Namun, Selema keras kepalanya.
***
SELEMA dingin dan dendam. Di hilir, Duli menanti. Direngkuhnya tubuh mati kekasih tercinta. Bersama Selema dalam pelukan, ia melaju dengan Sungai Musi sebagai kendara. Duli dingin dan dendam. Kesumat yang liar telah membelitnya. Sumpah telah ditera, Duli tak akan pernah memaafkan Tuan Pieter dan seluruh jongosnya, tidak pula orang-orang dusun yang telah begitu keji menghalau ia dan kekasihnya.
***
KETUKAN pelan di pintu terdengar. Aku terlonjak dari dudukku. Kutatap mata Nenek yang kelabu. Ia belum sempat menyimpul cerita.
“Siapa?” seru Nenek.
Aku menahan napas. Menunggu.
Lalu lirih jawaban datang, “Selema. Tolong, tolong bukakan pintu. Di sini dingin, di sini sepi.
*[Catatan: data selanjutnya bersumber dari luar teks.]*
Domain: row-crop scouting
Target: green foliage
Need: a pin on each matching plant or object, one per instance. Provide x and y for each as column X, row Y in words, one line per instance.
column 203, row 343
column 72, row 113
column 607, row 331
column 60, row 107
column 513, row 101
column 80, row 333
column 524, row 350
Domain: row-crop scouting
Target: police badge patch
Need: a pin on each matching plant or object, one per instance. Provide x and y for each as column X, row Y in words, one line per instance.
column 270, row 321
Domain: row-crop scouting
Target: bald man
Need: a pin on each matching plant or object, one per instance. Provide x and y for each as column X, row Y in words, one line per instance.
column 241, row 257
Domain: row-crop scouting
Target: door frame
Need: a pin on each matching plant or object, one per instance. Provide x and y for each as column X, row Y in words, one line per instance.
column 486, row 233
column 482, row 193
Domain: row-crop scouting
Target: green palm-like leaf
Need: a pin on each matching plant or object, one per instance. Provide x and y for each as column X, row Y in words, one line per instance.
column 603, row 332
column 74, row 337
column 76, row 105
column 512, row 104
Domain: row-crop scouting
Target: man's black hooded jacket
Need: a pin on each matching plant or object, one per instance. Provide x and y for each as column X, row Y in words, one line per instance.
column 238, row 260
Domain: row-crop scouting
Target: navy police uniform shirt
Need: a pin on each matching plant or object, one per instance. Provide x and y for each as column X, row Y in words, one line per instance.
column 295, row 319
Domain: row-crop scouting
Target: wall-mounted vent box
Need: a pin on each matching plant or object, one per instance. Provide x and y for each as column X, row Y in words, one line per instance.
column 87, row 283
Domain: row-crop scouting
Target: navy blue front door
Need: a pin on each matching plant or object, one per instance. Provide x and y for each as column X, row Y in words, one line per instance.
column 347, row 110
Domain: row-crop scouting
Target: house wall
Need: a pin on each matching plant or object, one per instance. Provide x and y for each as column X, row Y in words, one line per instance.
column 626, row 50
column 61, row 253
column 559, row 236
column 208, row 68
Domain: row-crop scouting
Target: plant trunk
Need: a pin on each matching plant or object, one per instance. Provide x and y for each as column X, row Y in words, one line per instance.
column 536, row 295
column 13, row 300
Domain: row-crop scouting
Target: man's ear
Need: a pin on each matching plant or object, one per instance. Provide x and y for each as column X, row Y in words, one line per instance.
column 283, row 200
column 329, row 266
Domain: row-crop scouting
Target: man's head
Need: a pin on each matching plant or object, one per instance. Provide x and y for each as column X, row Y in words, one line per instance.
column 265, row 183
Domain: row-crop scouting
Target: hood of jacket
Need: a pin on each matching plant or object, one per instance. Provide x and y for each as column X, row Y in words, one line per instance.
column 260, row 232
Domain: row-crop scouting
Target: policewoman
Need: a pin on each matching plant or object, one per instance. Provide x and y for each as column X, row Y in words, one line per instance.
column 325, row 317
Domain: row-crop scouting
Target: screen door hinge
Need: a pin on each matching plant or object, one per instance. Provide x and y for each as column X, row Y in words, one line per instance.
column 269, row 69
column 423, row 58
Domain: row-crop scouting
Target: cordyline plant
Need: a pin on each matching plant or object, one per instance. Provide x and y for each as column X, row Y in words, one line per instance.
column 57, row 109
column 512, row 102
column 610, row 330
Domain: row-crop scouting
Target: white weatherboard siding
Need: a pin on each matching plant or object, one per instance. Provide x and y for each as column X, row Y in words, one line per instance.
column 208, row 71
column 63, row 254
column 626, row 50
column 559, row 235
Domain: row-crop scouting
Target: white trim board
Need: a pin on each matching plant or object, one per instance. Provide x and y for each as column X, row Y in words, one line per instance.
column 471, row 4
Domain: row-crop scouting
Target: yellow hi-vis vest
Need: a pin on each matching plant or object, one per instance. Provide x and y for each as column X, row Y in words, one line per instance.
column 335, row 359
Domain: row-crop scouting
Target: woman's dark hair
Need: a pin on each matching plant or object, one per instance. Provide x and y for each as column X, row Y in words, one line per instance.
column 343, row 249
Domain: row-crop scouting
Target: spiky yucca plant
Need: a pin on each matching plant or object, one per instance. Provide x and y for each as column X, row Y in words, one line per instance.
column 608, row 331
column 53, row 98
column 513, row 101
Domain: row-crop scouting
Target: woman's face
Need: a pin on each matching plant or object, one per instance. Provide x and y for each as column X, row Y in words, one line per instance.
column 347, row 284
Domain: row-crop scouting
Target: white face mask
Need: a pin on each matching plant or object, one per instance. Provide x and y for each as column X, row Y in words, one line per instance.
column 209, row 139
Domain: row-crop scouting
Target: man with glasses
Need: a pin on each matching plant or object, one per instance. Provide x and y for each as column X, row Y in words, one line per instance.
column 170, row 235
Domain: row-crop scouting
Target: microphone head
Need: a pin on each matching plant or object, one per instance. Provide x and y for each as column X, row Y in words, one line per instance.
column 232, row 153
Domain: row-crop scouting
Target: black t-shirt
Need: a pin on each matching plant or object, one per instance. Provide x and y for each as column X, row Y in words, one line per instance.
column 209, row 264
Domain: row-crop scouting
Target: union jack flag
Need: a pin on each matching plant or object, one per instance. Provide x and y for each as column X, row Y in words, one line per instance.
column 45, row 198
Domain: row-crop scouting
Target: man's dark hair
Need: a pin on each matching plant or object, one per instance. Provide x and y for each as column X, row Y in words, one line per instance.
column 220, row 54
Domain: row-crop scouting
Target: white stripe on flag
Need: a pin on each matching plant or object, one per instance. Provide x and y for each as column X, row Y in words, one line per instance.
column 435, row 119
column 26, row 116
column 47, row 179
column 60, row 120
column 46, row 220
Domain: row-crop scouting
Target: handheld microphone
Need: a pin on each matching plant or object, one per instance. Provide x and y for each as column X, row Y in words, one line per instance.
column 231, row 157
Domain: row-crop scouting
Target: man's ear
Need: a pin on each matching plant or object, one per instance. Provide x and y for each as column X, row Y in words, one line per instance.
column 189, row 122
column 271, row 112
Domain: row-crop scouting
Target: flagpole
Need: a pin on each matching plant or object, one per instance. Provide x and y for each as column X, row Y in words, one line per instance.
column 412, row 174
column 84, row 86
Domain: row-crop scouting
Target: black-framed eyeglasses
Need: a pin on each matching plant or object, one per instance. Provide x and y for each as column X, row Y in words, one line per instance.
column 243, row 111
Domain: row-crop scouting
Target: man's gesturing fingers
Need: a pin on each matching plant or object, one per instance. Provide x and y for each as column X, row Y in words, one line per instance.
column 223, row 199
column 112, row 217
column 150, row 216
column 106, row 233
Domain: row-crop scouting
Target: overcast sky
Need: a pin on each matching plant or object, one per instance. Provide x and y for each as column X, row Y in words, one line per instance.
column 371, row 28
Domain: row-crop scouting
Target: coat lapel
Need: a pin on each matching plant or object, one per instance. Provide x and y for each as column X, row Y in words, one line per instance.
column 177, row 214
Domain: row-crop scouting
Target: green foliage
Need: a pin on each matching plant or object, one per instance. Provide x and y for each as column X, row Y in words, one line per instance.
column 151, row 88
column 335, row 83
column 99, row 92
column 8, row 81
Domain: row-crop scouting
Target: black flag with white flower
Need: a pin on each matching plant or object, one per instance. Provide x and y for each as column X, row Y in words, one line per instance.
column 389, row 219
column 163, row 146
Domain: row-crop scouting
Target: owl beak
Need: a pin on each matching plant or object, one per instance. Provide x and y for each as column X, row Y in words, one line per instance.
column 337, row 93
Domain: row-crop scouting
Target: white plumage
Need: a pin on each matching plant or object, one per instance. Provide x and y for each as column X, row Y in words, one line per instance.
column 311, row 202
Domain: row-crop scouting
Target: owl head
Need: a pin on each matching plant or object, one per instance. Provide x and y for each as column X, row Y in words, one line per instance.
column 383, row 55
Nenek juru masak di rumah Tuan Pieter, aku mencari Tuan Pieter. Adakah Tuan Pieter di dalam, Nek?”
Sesayup-sayup, di antara kecipak arus deras Sungai Musi yang terbentur batu-batu kali, kudengar ringkik gelisah kuda. Aku tercekat. (*)
— Amalia Achmad adalah nama pena Chusna Amalia, lulusan Universitas Negeri Yogyakarta, jurusan Linguistik Terapan dan bekerja sebagai karyawan Universitas Gadjah Mada. Cerpen-cerpennya di muat di beberapa media massa.